On June 3, 2014, a reactor at the Moerdijk plant exploded due to an unexpected reaction between substances. After a number of blasts, a large fire broke out, injuring two and causing millions of euros of damage.
The Dutch Safety Board (Onderzoeksraad) investigation into the incident concluded that the company failed to “identify and control risks associated with plant modifications” and the potential for chemical reaction between the chemicals concerned.
The DSB also said that design data and knowledge was not translated into plant operating procedures, resulting in discrepancies that were not identified.
Another problem was that opportunities existed to stabilise or halt the process but they were not taken by operators.
Finally, Shell “failed to learn lessons from a previous incident” at a Shell joint venture facility in Nanhai, China in 2010.
In the second incident, in late January 2016 Shell Moerdijk discovered a leak of the carcinogenic ethylene oxide. By accidentally leaving a valve open, 27.7 tons of the toxic substance had been released into the air from 21 November 2015. In this case, the Dutch Safety Board concluded that the company made mistakes in its assessment of the safety risks.

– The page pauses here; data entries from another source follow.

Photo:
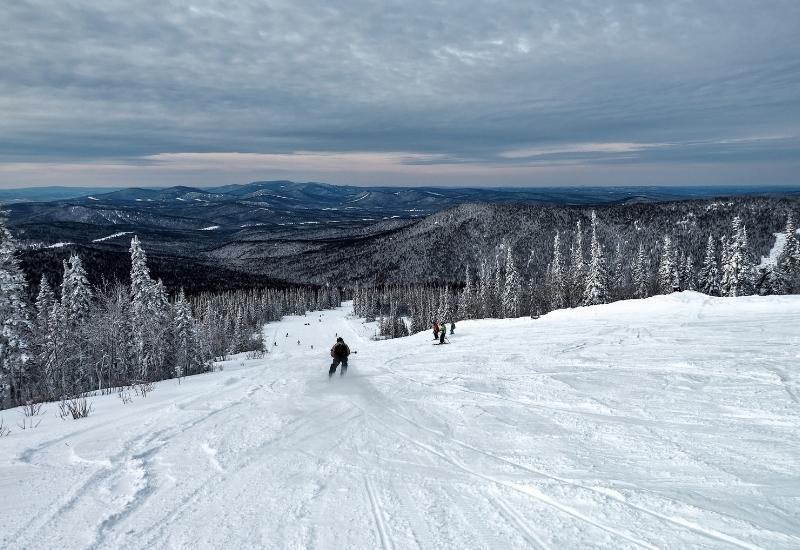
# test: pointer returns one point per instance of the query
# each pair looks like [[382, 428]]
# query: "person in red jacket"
[[339, 352]]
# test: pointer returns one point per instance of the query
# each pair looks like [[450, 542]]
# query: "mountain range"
[[274, 232]]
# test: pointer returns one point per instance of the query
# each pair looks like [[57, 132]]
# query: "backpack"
[[340, 349]]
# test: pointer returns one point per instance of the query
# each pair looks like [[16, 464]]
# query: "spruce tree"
[[788, 262], [512, 289], [466, 300], [709, 273], [640, 274], [558, 282], [16, 325], [737, 269], [577, 267], [597, 278], [666, 268]]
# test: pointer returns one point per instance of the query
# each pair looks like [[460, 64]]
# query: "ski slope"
[[671, 422]]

The measures to prevent and detect unplanned emissions were not sufficient.
The court case is expected to start on May 14.
The Dutch Public Prosecution Service also announced at the same time that Shell would be prosecuted for criminal charges relating to a $1.3 billion settlement for an oil exploration licence in Nigeria.
Shell and Italian oil firm Eni were accused of bribery in 2017 over a payment that secured an exploration licence for an oil block, known as OPL 245, in 2011. It was alleged that although the funds were paid to the Nigerian government, the money actually went to a former oil minister .
Eni CEO Claudio Descalzi and four ex-Shell managers are also facing charges of international corruption in Italy, where prosecutors allege they were aware that payments would be pocketed by individuals rather than the Nigerian government.
Shell and Eni have both denied any wrongdoing.